Joseph has stated that Azizul Kamaluddin, the former Pahang and Malaysia striker, was his role model in football while he was growing up.

==Career==
===Sarawak===
Joseph Kalang Tie is a footballer who plays for Sarawak FA - his home state and the team he started his career with. Joseph is well known for his close control of the ball and good range of passing. He made his first appearance during the 2006/07 season, scoring two league goals and one goal in Malaysia Cup group match against PDRM. At age 21 (Malaysia Super League 2007-08), Joseph became the youngest player to captain Sarawak.

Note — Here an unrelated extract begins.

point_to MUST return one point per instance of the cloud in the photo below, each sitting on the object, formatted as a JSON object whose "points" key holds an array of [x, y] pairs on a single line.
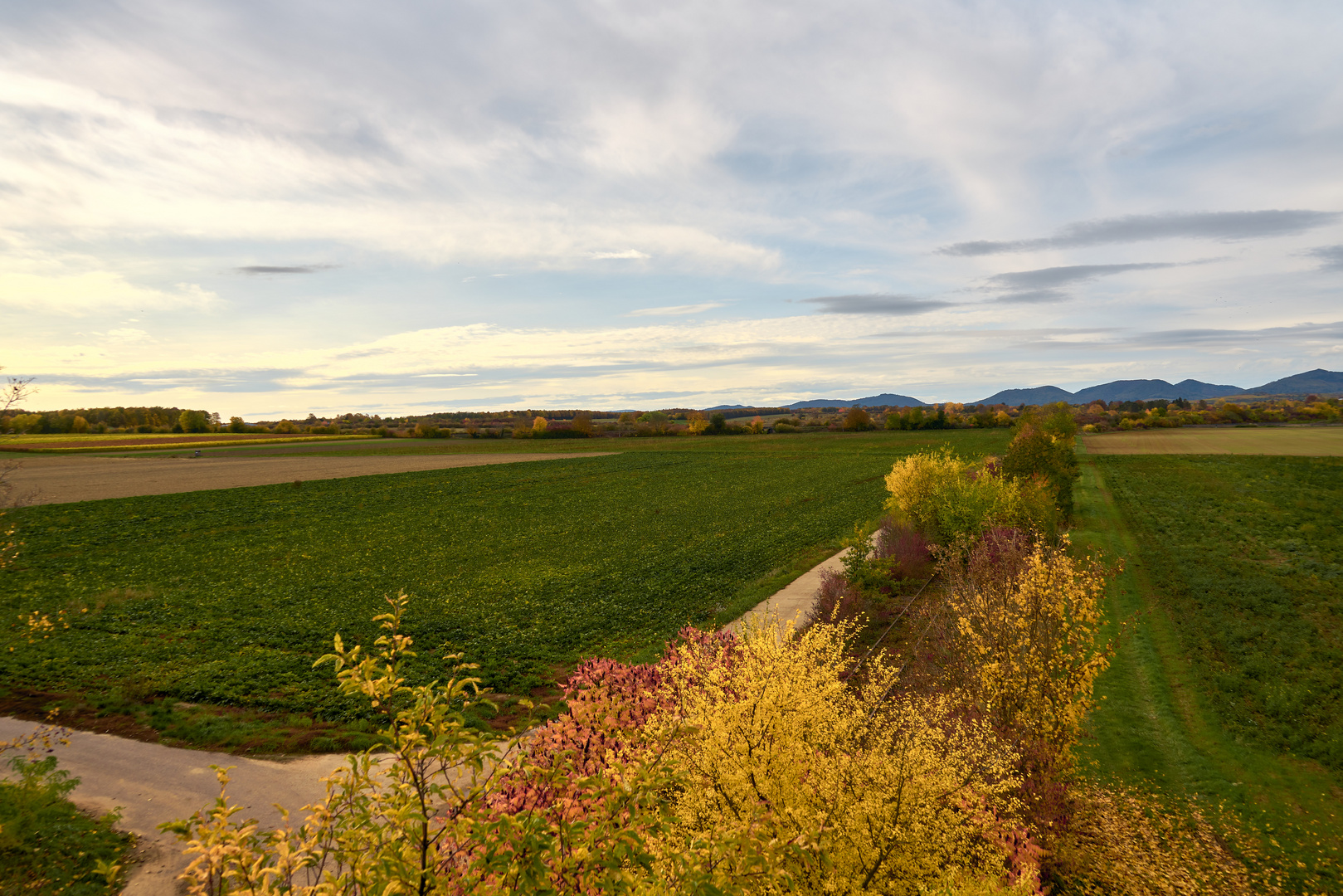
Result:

In October 2008, Joseph Kalang Tie was one of three players selected to attend a two-month training stint with English League One side Hartlepool United.

In Malaysia FA Cup 2009, Joseph scored his first ever senior team hattrick in 6-1 trashing over ATM FA.

He left Sarawak before the start of the 2009 Malaysia Cup seasons despite being the top scorer for the team in all competitions for 2009 seasons.

===Terengganu===
He later joined Terengganu for the 2010 season. and is still regarded highly by their fans despite leaving at the end of the 2012 season. He was affectionately given the nickname "Messi Terengganu" because of his ability on the ball. In 2011, Joseph won his first silverware with Terengganu after beating Kelantan 2-1 in 2011 Malaysia FA Cup.

===Return to Sarawak===
After 3 years with Terengganu, Joseph returned to Sarawak FA on 30 September 2012, having ended his contract with Terengganu 8 days earlier. On 7 January, Joseph made his debut return for Sarawak in the 2–1 league opening game win against Perlis at Kangar Stadium.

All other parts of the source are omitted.